Fear and Loathing in Cabo

By bogotapost July 30, 2014
Cabo de la Vela

Not an appealing place to brake down Photo: Charlotte Ryan

Charlotte Ryan discovers that getting to Cabo de la Vela, one of Colombia’s most tucked-away tourist locations, is not as easy as it seems


“Shit!” I jolted awake to the sight of my friend running around our tiny hostel as if it’s on fire. As she threw things into bags and zipped from one end of the room to the other, it dawned on me. I sat bolt upright. We were supposed to be catching a bus to Cabo de la Vela at 5am. It was now — I looked at the time on my phone — 10am.

We were in Palomino, on the Caribbean coast of Colombia, en route, hopefully!, to fishing town Cabo de la Vela and nearby Punto de Gallinas. A friend had given us strict instructions: we had to get up at 5, catch a bus to a place called Cuatro Vías, where we would take a car to Uribia to meet the transport for Cabo de la Vela. The last car left at 12. It looked like we’d fallen at the first hurdle.

Cabo de la VelaI’m all too suited for Colombian life, so realising our predicament, I was about to roll over and go back to sleep. We can do it tomorrow, I thought. But my friend is made of stronger stuff, so I was promptly dragged out of bed and ordered to direct myself to the bus stop.
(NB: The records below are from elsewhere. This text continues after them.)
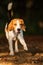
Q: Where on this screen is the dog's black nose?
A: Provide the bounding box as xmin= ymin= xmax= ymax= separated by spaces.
xmin=17 ymin=28 xmax=20 ymax=31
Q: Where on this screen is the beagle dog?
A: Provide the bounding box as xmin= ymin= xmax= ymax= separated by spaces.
xmin=5 ymin=19 xmax=28 ymax=55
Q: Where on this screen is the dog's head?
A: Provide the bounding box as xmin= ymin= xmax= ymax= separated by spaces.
xmin=8 ymin=19 xmax=26 ymax=32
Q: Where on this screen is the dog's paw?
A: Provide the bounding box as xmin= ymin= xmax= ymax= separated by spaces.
xmin=9 ymin=52 xmax=14 ymax=56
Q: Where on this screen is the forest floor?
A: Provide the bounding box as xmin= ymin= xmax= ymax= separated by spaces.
xmin=0 ymin=35 xmax=43 ymax=65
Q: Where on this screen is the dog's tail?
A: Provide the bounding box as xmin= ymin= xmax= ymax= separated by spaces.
xmin=5 ymin=23 xmax=8 ymax=39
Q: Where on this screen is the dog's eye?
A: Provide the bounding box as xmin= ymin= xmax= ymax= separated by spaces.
xmin=14 ymin=24 xmax=17 ymax=26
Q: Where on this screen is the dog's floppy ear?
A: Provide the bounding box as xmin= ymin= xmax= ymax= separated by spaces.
xmin=8 ymin=20 xmax=13 ymax=31
xmin=22 ymin=20 xmax=26 ymax=31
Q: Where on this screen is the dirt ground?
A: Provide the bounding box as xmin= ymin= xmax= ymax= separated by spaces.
xmin=0 ymin=35 xmax=43 ymax=65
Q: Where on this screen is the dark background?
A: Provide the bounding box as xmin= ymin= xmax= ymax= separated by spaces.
xmin=0 ymin=0 xmax=43 ymax=35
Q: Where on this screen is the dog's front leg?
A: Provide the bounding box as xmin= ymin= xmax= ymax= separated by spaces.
xmin=8 ymin=39 xmax=14 ymax=55
xmin=18 ymin=35 xmax=28 ymax=51
xmin=15 ymin=40 xmax=18 ymax=52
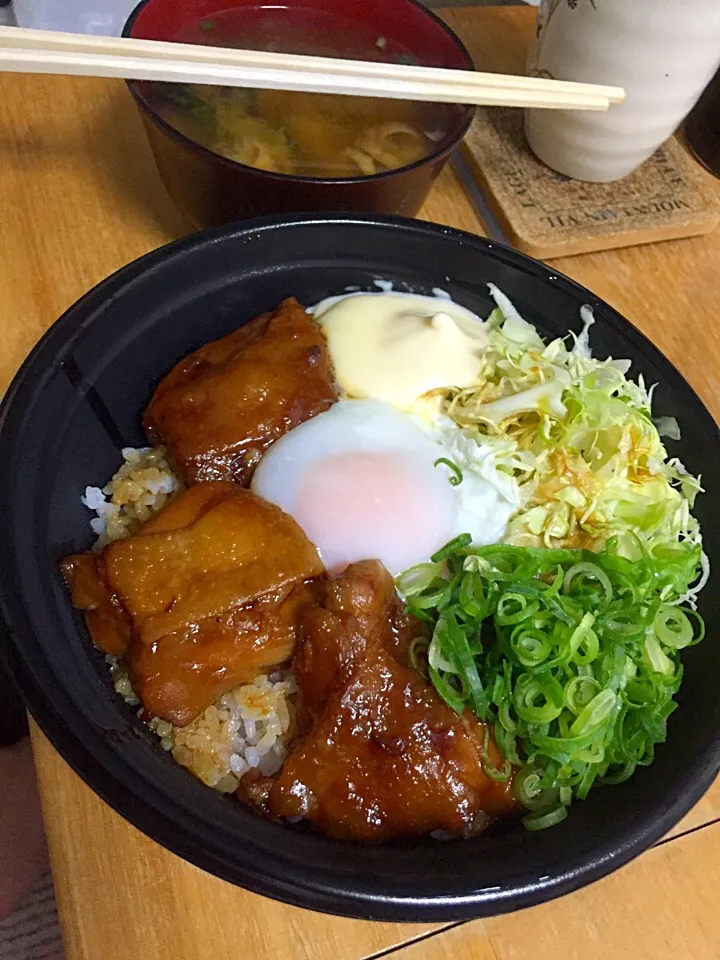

As we got on the bus we had the horrible realisation that apparently in Colombia children are allowed to drive buses. Dwarfed in his giant seat, his little legs dangling off the ground, head just barely poking over the steering wheel, the driver could not have been more than fifteen. And, what do you know, Man-Child liked foreign girls. As did his friend Pregnancy Belly (he was a man.)

As we took the only available seats at the front of the bus, and deflected the first of many questions about our relationship status (most definitely unavailable) and level of interest in our charming driver (none), we realised it was going to be a long journey.

The driver seemed to know absolutely everyone along our route, presumably through his parents. It felt like we would never get there. We had by this point read the section in the guidebook confirming that the last bus did indeed leave at 12pm.

Despite the best efforts of our nursery school driver, we finally made it to the crossroads, and after a short, awkward car journey squished in the back of a rusty old Volvo with a Colombian woman and her son, we arrived.

Just kidding! After the car, we then had to take a truck over the bumpiest desert road ever. At one point it broke down. I was by this point ready to give in to my impending death. But we got the truck started again and, as it almost always is, the journey from hell was worth it when we got there.

Cabo de la Vela

Photo: Charlotte Ryan

Cabo de la Vela is a small fishing village nestled on the tip of the La Guajira peninsula. Beautiful, isolated and with an almost eerie aura of calm, it’s what I imagine desert islands to be like. You can sleep in hammocks on the beach, if you’re willing to be eaten alive by mosquitoes, or settle in one of the many hostels along the one street. All seemed pretty similar, so I’d just go for the cheapest bang for your bunk (or hammock.)

If you’re an action junkie, this probably isn’t the place for you: there isn’t much to do. It’s more of a place for lying on the beach, having epiphanies about the meaning of life, talking to the locals to understand their way of life- generally being smug and congratulating yourself on not settling down in that 9-5 back in the UK, basically.

But OK, I have to admit: we only stayed for one day. Much as I loved the place, I really think it may be somewhere to go either on your own, or in a couple. With a friend, it’s a little weird, like you’ve accidentally signed up to a romantic couples holiday with someone you barely know.

Regardless of your relationship status, it’s worth heading to Cabo de la Vela as a gateway to Punto Gallinas. This place most definitely does suit action junkies: you can do windsurfing there, and we met one guy, ‘Call me Solo’ (don’t even ask!), who was a professional windsurfer.

Cabo de la VelaIt’s also just an amazing place to be. The furthest north point in South America, you really do feel like you’re at the end of the road. There are cacti and desert as far as the eye can see, all compounded by a beautiful view of crystal blue waters and blue skies.

Aside from windsurfing, you can also take a jeep to the sand dunes and roll down the sand into the sea. That’s not obligatory, just a lot of fun. You sleep in hammocks, or chinchorros (translation: big hammocks) and you will not be able to get over the number of stars you can see at night.

And while they say that life is more about the journey than the arrival, in this case I can assure you that the destination was a lot more pleasurable than the trip itself.


How to get there:

To get to Cabo de la Vela, take the 6am bus from Palomino to Cuatro Vías (around $10,000 pesos) then take a car to Uribia ($7,000 pesos). The 4×4 to Cabo should be around $12,000. Getting to Punto de Gallinas costs around $150,000 pesos return per person, and takes 4-5 hours.